This is my Truth: erotic images should be easier to look at and think about than we’ve been lead to believe.
The view of pleasure is less obstructed when we release control. It reveals itself in surprising ways because eroticism isn’t a construct of youth, waning social mores or instilled archaic behaviours. It never has been.
Photographs of erotic moments offer homeopathic doses of love, exhilaration, mystery, sex. They’re also very much about the desire for arousal and so come in two varieties; the instant-impact type some believe they have to protect themselves against and the slow-burning, time-release kind the rest of us want to stare at without apology.
The ones we stare at attract meaning and emotion because no image is ever representative of itself; it’s all about what lies unseen within the viewer. For some, that can be difficult because it involves an admission of beauty that starts in the eye but never stops there. When hidden things remain in metaphor even though overtly hung on a wall, the images enable deep reaction. The response is something innate and so it evolves; I don’t believe it can be learned because it’s a perception based from everything in one’s life that fuels the mechanism. To feel, but not to feel. To unravel and undress and penetrate with mere thought.
If those reactions are refused, the image becomes difficult – a problem to deal with.

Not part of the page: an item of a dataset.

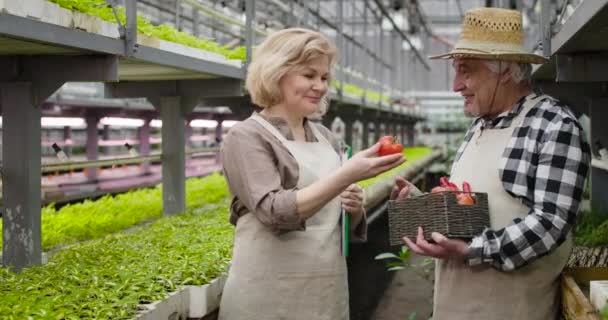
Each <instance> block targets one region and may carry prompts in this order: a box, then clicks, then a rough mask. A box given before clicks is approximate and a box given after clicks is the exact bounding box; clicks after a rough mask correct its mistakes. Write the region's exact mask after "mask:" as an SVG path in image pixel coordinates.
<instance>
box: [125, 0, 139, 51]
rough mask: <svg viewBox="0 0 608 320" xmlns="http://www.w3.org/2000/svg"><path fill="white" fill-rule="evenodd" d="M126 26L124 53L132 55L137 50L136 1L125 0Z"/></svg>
mask: <svg viewBox="0 0 608 320" xmlns="http://www.w3.org/2000/svg"><path fill="white" fill-rule="evenodd" d="M125 5H126V7H127V8H126V9H127V10H126V11H127V26H126V31H125V55H126V56H129V57H130V56H133V55H134V54H135V51H137V1H136V0H125Z"/></svg>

Eroticism speaks from a sense of denied subterranea; like buried embers, a claustrophobic feeling is warmed by thoughts of passion forbidden during ordinary time. Feelings of caged sensuality can fume from an image like that to palpably enhance an auto-erotic response. Especially when it’s consciously (or sub-consciously) denied.

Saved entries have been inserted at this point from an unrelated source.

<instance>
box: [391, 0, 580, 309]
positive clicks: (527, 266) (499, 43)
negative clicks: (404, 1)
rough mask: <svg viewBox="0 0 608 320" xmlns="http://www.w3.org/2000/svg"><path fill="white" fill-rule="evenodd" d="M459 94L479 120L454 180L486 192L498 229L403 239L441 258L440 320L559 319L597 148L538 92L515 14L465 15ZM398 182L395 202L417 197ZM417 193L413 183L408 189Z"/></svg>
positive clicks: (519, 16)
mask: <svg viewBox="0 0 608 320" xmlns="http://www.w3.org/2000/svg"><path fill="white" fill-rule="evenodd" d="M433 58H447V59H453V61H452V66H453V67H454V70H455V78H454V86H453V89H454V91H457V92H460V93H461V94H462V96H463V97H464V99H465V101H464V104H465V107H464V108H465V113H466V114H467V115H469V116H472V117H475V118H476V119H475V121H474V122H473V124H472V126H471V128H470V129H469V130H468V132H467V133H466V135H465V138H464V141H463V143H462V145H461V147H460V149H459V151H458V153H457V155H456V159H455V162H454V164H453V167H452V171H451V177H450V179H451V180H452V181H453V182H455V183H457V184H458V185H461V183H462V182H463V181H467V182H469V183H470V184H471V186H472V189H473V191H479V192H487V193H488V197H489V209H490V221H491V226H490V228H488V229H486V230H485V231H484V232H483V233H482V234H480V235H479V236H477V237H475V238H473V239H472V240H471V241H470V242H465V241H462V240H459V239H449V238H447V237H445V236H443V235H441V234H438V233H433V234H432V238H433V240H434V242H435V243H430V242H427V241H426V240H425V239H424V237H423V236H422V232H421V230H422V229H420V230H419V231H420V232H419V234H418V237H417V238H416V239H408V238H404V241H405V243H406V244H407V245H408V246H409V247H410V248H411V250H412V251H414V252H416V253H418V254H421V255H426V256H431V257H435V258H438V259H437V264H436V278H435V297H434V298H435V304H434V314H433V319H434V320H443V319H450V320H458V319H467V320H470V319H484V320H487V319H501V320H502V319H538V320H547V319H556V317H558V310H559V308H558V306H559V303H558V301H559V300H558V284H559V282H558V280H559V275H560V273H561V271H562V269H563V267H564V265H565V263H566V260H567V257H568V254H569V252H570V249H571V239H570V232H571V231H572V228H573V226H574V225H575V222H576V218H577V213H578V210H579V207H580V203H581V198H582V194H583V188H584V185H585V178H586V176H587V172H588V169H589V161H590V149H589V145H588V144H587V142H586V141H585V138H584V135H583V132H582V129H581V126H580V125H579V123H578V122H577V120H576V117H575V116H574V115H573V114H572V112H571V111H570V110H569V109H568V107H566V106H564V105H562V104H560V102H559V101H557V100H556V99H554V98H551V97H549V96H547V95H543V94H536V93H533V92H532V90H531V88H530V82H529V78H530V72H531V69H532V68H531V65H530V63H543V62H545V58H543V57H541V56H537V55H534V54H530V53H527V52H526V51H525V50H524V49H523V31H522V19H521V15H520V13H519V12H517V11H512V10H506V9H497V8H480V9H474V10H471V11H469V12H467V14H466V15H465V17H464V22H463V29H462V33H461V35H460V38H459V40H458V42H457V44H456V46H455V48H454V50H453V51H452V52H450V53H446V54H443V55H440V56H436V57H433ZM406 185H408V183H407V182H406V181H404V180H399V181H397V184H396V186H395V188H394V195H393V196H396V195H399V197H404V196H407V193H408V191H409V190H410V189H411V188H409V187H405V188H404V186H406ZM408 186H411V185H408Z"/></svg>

It’s been said that if the nude is “unconscious” of the viewer, it makes the sensuality somehow less obtrusive. The truth is that if a nude wants to be seen or her body language invites the viewer to be seen, we’re against a window separating voyeurism from theatre.
The moment the nude has your eye, there’s a possibility of erotic engagement, the possibility of solicitation through beauty. Gender can become irrelevant. The eyes have already been where the hands long to go and we imagine the territory in nourished exquisite detail. The truth is whether we experience an event or imagine it, the same parts of the brain light up. We’re ardent voyeurs whetherwe admit it publicly, or not.

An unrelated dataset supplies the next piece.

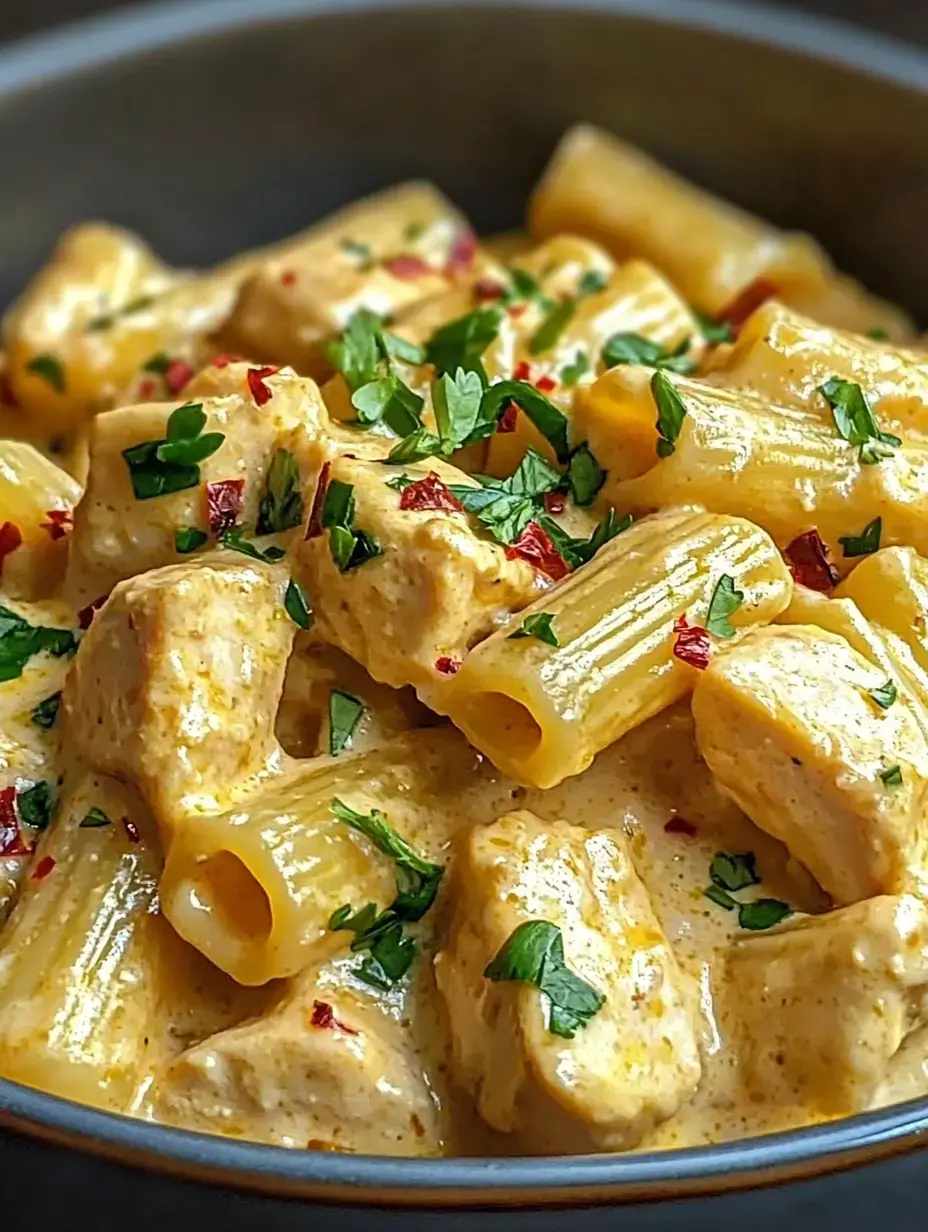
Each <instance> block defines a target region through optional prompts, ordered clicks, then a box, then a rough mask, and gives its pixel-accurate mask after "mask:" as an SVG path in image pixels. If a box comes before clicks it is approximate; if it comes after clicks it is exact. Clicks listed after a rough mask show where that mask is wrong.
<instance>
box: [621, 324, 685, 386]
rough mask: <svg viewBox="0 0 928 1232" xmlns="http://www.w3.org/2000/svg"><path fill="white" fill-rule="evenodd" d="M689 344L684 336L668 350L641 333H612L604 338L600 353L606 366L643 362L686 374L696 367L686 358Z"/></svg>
mask: <svg viewBox="0 0 928 1232" xmlns="http://www.w3.org/2000/svg"><path fill="white" fill-rule="evenodd" d="M689 345H690V340H689V339H688V338H684V340H683V341H682V342H680V345H679V346H677V347H675V349H674V350H673V351H668V350H667V347H665V346H662V345H661V342H652V341H651V339H648V338H642V335H641V334H613V336H611V338H609V339H606V341H605V344H604V346H603V350H601V352H600V355H601V359H603V365H604V367H606V368H615V367H617V366H619V365H620V363H643V365H645V366H646V367H649V368H667V370H668V371H669V372H679V373H680V375H682V376H688V375H689V373H690V372H693V371H694V370H695V367H696V365H695V362H694V361H693V360H690V359H686V351H688V350H689Z"/></svg>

In the right frame of mind (like that of a devoted lover or of two people desirous of becoming so entwined), this kind of eroticism beckons sexually because it deals with creation. To paraphrase an old axiom, to love the world with the eyes, one uses them as hands; to love the world with frame and lit curve, a photographer uses them as soul. Mythologies abound with such lessons; we are all Pygmalion under the skin.
The body is more than just flesh and curve. It’s a cultural screen onto which we project a complicated tincture of ideas, fantasies, fears and desires; from idealizing notions of beauty and to moralizing notions of purity and sin. I believe there’s an underlying pleasureless-ness to images being intellectualized via pop social values; something deeply puritanical takes away from the erotic effect. Leonardo da Vinci wrote, “… intellectual passion drives out sensuality.” How true. And, how sad. Nudes judged that way aren’t capable of inspiring surrender and therefore, beauty.
It is my Faith that even those who believe erotic imagery shouldn’t be seen with such clarity, ironically still possess a willingness to be stirred by the voluptuous and the desire of seeing what they’ve always denied.
It’s human nature to caress and worship things with our eyes. You just have to admit what you secretly covet.